An important factor to consider for countries contemplating general HPV vaccination is the organization for vaccination and information to parents and adolescents. Most countries in the world have more or less well-functioning systems for infant vaccination and industrialized countries also for booster doses against some important infectious diseases. The HPV vaccine is the first vaccine that will be introduced with a primary vaccination of three doses in early adolescence. Thus, a new organization will be needed for vaccination and it will differ from country to country. In my home country, Sweden, the most realistic way to solve this is through the school healthcare system, which is currently responsible for diphtheria–tetanus–pertussis and measles–mumps–rubella booster vaccinations. For a successful HPV vaccination it will be necessary that vaccine costs, information and vaccination are sufficiently funded, preferably through government funding to the schools.

The question of whether both boys and girls or only girls should be vaccinated is unresolved. The situation has certain similarities with rubella vaccination. All countries with national programs for rubella vaccination include boys, even though boys have little to gain from being protected against this mild, self-limiting disease. The reason for vaccinating boys is to achieve herd immunity, so that women will have both individual protection and little risk of being exposed. The same reasoning is valid for HPV. If both girls and boys are vaccinated with a high vaccination rate, herd immunity for the oncogenic types will be achieved and women will be doubly protected. If the vaccine does not give individual protection for their life-time, herd immunity will probably still be maintained and one of the reasons for hesitation mentioned earlier (duration of individual protection) will be less relevant. In contrast to rubella vaccination, boys will also benefit from an individual HPV protection. Furthermore, the risk of other HPV-related cancers, such as anal and oropharyngeal cancer, will decrease. With the quadrivalent vaccine, boys will also be protected against condylomas.
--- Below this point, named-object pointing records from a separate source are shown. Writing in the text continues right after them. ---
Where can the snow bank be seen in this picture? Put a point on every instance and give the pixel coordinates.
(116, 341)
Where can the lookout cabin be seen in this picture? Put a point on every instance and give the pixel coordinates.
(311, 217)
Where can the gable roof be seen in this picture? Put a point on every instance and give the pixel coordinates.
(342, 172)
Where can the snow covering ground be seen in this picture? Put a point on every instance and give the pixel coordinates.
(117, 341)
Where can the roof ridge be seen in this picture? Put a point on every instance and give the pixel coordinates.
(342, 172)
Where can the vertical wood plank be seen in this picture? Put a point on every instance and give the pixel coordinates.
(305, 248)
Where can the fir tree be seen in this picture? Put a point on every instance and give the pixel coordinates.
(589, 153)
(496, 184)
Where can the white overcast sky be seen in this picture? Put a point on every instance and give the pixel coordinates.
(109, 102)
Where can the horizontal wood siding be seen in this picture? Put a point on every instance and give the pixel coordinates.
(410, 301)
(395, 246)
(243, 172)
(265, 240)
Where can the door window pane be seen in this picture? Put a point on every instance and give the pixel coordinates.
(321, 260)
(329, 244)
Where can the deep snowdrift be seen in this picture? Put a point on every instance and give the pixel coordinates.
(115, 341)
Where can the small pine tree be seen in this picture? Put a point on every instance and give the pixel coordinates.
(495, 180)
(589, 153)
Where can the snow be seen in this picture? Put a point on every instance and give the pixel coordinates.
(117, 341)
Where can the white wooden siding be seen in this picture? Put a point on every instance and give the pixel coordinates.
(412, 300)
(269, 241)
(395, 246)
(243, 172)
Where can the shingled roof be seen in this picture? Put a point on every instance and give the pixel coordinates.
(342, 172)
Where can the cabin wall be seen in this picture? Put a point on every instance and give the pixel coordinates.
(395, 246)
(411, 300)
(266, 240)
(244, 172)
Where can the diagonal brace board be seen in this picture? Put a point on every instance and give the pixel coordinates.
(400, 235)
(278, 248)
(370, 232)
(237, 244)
In conclusion, the benefits of general HPV vaccination are, in my opinion, so large that general vaccination of both girls and boys is warranted. Sufficient resources must be given to cover the high vaccine costs, costs for a new organization for vaccination and costs for continuous surveillance. Mankind has always dreamed about ‘a vaccine against cancer’. There will never be one vaccine against cancer, because cancer comprises a wide range of diseases with different etiologies, but we now have a vaccine against one of the most common forms of cancer. Why not use it?
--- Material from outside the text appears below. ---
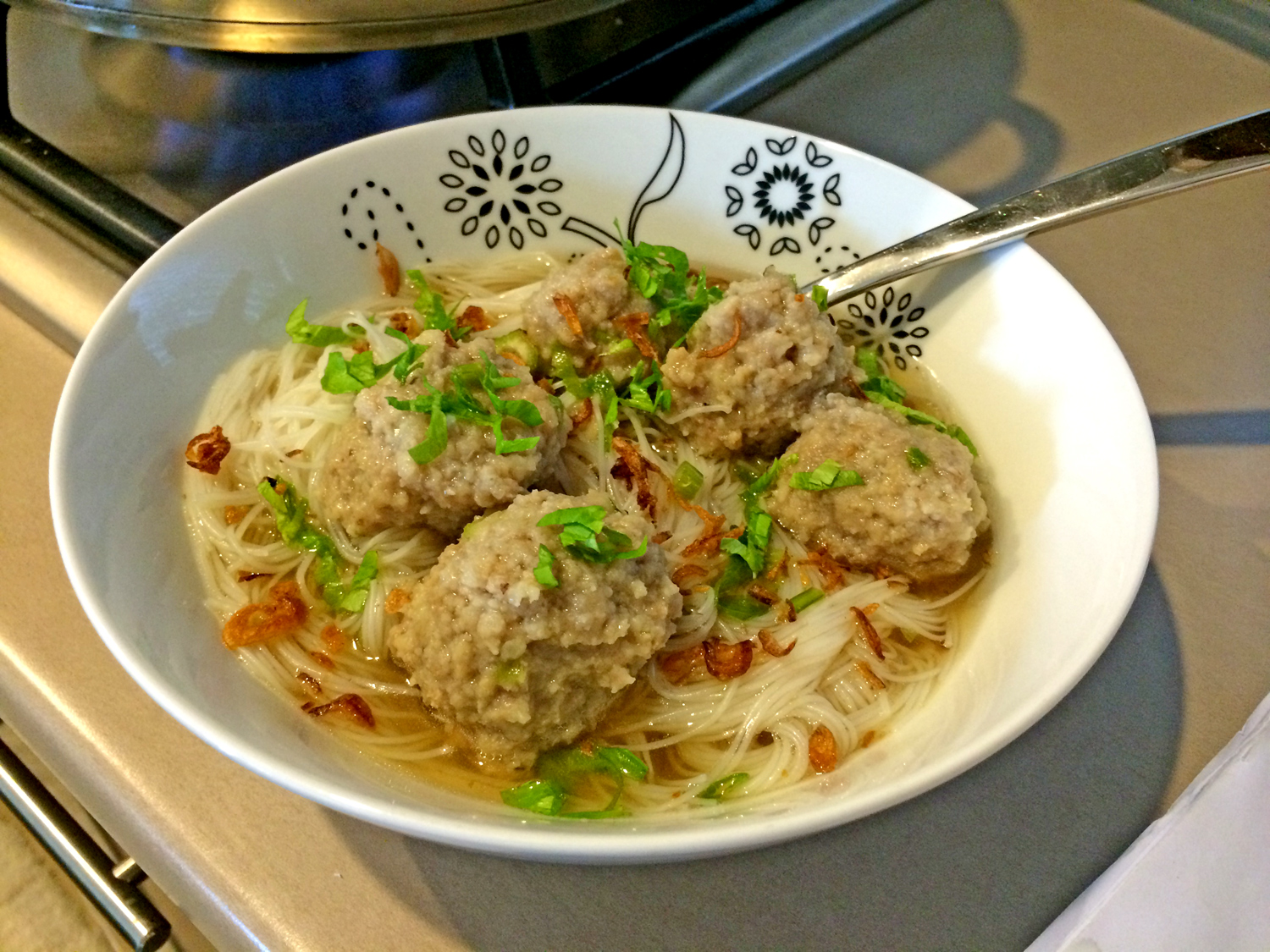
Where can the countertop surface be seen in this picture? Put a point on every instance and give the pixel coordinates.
(985, 96)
Financial & competing interests disclosure

The author has no relevant affiliations or financial involvement with any organization or entity with a financial interest in or financial conflict with the subject matter or materials discussed in the manuscript. This includes employment, consultancies, honoraria, stock ownership or options, expert testimony, grants or patents received or pending, or royalties.

No writing assistance was utilized in the production of this manuscript.